Put the flour in a shallow dish and season with salt and pepper. Whisk the eggs and milk in another shallow dish and season with salt and pepper.
Put the bread crumbs in a third dish, add paprika, and again season with more salt and pepper. Lightly dredge each piece of pork in flour, then in the egg and finally into the bread crumbs, pressing the bread crumbs onto the pork gently so they have a nice even coating. Lay the breaded pork cutlets in a single layer on a plate lined with parchment and refrigerate, uncovered, for 10 – 12 minutes to allow the coating to dry out a little and adhere to the pork.

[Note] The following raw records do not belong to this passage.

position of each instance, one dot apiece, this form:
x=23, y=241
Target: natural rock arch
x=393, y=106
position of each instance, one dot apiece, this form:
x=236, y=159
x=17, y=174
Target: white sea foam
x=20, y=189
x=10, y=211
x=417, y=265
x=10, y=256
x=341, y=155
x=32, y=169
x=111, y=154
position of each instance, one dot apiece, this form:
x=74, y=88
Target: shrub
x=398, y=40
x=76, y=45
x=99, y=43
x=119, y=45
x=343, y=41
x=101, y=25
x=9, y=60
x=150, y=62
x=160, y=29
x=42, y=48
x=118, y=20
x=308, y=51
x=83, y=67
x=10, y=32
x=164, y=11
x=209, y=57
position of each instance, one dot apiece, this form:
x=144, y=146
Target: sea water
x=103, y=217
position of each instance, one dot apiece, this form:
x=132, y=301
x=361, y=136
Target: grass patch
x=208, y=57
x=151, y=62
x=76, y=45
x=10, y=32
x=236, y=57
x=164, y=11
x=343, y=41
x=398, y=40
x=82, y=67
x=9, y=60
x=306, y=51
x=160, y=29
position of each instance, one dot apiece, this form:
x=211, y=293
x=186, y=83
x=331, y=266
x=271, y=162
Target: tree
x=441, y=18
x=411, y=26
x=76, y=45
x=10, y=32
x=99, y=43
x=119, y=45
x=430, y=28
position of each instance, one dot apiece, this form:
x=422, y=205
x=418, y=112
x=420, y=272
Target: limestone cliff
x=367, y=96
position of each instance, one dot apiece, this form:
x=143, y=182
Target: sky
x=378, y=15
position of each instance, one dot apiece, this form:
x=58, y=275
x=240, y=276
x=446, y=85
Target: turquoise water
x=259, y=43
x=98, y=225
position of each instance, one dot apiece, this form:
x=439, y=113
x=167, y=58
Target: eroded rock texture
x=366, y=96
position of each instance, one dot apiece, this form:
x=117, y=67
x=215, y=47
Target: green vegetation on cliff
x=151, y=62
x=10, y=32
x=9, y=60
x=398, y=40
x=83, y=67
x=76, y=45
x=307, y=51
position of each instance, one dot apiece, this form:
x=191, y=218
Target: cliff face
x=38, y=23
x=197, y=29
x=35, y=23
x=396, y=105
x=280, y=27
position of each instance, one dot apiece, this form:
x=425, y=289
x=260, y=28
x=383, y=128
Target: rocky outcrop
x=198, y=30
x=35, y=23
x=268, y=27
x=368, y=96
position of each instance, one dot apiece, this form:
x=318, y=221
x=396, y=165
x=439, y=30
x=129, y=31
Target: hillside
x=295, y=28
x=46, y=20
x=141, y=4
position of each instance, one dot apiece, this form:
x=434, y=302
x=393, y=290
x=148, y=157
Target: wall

Heat oil and butter in large nonstick skillet over medium-high heat. Gently lay the cutlets into the pan and cook until golden brown and crispy, about 3 minutes per side. Remove to paper towels to drain. Season with salt and transfer to a serving platter while still hot. Serve with blaukraut and lingonberry jam.
Prickly Pear Margarita
1½ ounces Tres Agaves Tequila, or preferred tequila
½ ounce Cointreau
¾ ounce lime juice
¾ ounce prickly pear juice
Splash of orange juice
Black sea salt, or preferred salt
Add ingredients to shaker. Add ice and shake. Rim glass with salt. Pour ingredients over ice into a glass. Garnish with lime wheel.

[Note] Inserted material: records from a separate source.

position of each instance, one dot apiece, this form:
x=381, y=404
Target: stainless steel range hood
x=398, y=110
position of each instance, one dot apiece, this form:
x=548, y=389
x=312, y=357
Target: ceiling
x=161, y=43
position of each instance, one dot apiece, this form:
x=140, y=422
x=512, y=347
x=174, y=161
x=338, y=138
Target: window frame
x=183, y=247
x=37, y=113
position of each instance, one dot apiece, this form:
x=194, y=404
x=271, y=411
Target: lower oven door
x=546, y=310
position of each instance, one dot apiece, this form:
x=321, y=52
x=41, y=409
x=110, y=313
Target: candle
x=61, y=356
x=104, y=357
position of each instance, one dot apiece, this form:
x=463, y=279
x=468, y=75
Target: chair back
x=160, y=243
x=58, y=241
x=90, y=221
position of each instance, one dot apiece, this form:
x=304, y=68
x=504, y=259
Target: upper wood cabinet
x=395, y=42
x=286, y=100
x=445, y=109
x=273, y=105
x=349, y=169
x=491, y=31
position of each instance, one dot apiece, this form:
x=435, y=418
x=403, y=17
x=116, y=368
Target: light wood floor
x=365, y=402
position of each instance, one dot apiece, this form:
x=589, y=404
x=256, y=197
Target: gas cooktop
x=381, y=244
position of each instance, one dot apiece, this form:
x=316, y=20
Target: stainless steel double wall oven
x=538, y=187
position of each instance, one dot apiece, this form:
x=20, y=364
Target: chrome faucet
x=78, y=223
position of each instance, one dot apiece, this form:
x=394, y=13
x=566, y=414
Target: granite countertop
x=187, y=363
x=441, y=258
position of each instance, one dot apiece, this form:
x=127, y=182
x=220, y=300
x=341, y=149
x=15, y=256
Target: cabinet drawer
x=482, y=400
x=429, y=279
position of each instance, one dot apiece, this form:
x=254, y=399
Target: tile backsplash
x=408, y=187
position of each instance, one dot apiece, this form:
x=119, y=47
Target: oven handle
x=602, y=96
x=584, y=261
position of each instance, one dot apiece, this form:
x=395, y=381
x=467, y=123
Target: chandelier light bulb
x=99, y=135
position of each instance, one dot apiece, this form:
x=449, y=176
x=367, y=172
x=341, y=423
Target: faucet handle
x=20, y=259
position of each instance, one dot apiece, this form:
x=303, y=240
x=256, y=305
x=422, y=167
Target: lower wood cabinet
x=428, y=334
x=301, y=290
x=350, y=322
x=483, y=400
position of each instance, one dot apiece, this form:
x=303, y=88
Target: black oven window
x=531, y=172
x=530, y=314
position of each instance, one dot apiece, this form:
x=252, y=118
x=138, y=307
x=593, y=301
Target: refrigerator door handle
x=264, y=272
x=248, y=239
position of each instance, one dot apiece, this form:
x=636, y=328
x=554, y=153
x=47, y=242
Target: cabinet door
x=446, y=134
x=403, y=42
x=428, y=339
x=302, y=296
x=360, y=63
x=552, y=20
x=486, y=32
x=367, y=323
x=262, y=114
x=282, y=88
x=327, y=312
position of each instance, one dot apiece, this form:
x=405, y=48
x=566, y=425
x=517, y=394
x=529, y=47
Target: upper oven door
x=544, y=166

2 ounces Cave Creek Bourbon, or preferred bourbon
2 dashes bitters
1 Luxardo cherry
1 sugar cube
1 giant ice cube
Add ingredients to shaker. Muddle sugar cube, add ice, and shake. Rub rim of the glass with orange peel. Strain shaker contents into a glass with a glass with giant ice cube. Garnish with orange peel and Luxardo cherry.
Arizona Mule 10
1 ounce Arizona Grand Canyon Vodka, or preferred vodka
½ ounce lime juice
2 dashes bitters
1 lime wedge, for garnish
Add vodka, lime juice, and bitters to copper mug. Top with ginger beer and garnish with lime wedge.